Auch wenn der Rezo-Effekt auf die Europawahl umstritten ist, das Video hat einen Nerv getroffen. Das weiß auch Digitalministerin Dorothee Bär. Ihrer Meinung nach wurde damals zu langsam und auch nicht ausreichend reagiert. Es habe aber auch dem ein oder anderen Kritiker ihrer Aktivitäten im Netz die Augen geöffnet, dass eben nicht nur wichtig sei, was am Ende in der Tagesschau läuft.


Politikberater Fuchs: Veränderungen festgestellt

Der Blogger und Politikberater Martin Fuchs dürfte vom Rezo-Video profitiert haben. Er habe daraufhin sehr viele Anrufe aus der Politik bekommen. Fuchs beobachtet beispielsweise, dass die Politiker Influencer viel stärker auf dem Radar haben:

"InfluencerInnen sind viel häufiger auf Panels eingeladen. Man bemüht sich, InfluencerInnen zu Gesprächen einzuladen, auf Parteitage, sie stärker an Parteien und die Kommunikation zu binden. Also ich habe da schon merklich einige Veränderungen festgestellt." Martin Fuchs, Politikberater

Politik kann von Influencern profitieren

Fuchs ist davon überzeugt, dass Politiker, die sich auf Influencer einlassen, ein Grundinteresse an Politik wecken können und sich Vertrauen, das Influencer genießen, auch auf politische Akteure übertragen kann.


Er sieht sogar Dinge, die Politiker von Influencern lernen können: etwa eine eigene Community aufzubauen und mit dieser in Dialog zu treten. Einige Politiker haben das schnell begriffen, teilweise auch schon vor dem Rezo-Video.
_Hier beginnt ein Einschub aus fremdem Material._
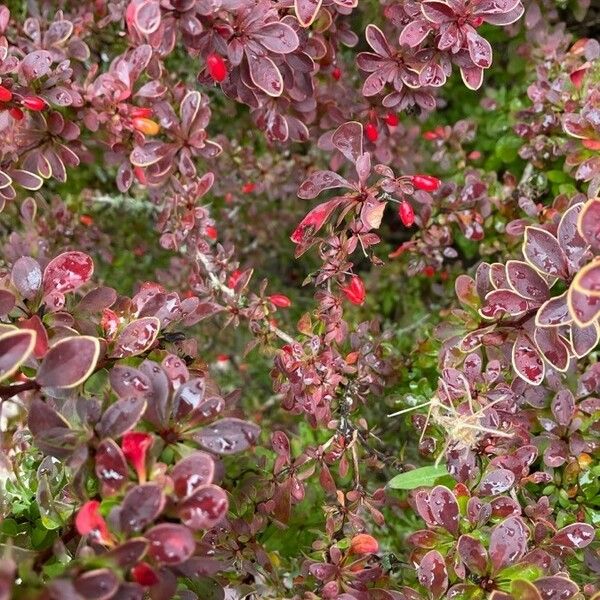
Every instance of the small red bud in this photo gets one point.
(371, 132)
(34, 103)
(363, 543)
(427, 183)
(216, 67)
(135, 446)
(392, 119)
(86, 220)
(89, 521)
(234, 278)
(406, 214)
(5, 94)
(355, 290)
(146, 126)
(16, 113)
(280, 300)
Vor ein paar Jahren wäre Dellert wohl kaum einer Politikerin oder einem Politiker ein Begriff gewesen, inzwischen kann man auf Instagram gemeinsame Bilder mit Anton Hofreiter, Cem Özdemir, Katharina Barley oder Sahra Wagenknecht finden. Sie wird zu Parteitagen eingeladen, Politiker sind zu Gast in ihrem Podcast, mit Bundesumweltministerin Svenja Schulze spricht sie auf Instagram live über Plastik.
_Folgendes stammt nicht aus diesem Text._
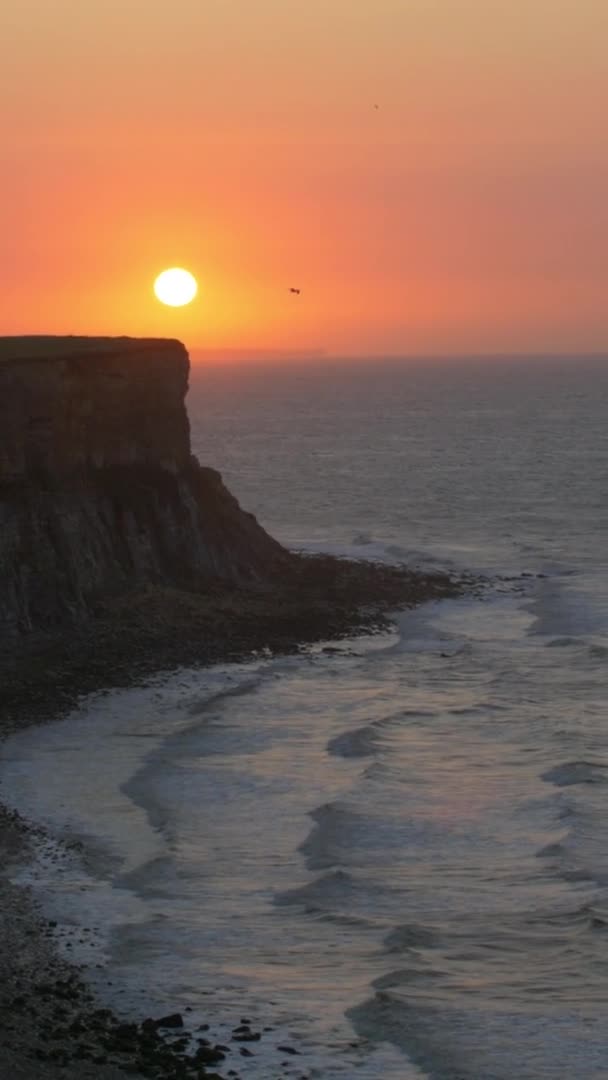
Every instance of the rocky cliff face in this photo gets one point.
(98, 490)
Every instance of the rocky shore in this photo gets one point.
(122, 556)
(50, 1024)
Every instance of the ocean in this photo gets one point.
(393, 855)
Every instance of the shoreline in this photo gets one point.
(51, 1024)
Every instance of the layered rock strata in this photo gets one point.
(99, 494)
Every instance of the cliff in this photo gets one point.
(99, 494)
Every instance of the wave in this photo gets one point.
(361, 742)
(576, 772)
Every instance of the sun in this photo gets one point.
(176, 287)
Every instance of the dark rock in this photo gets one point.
(174, 1020)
Influencer als Brücke zwischen Jugend und Politik

Auch die nächste Bundestagswahl wird Dellert auf ihrem Kanal begleiten. Ihr sei bewusst, dass sie eine große Reichweite habe und eine Zielgruppe anspreche, die für alle Parteien wichtig sei. Deshalb versuche sie möglichst neutral zu bleiben: "Generell auch bei der Wahl würde ich niemals eine öffentliche Aufforderung machen: Wählt Partei X oder Y, das mache ich nicht. Ich probiere da schon alle Parteien vorzustellen. Dass sich jede und jeder dann ein eigenes Bild davon machen kann, weil ich irgendwie nur so als Brücke zur Politik hin dienen möchte."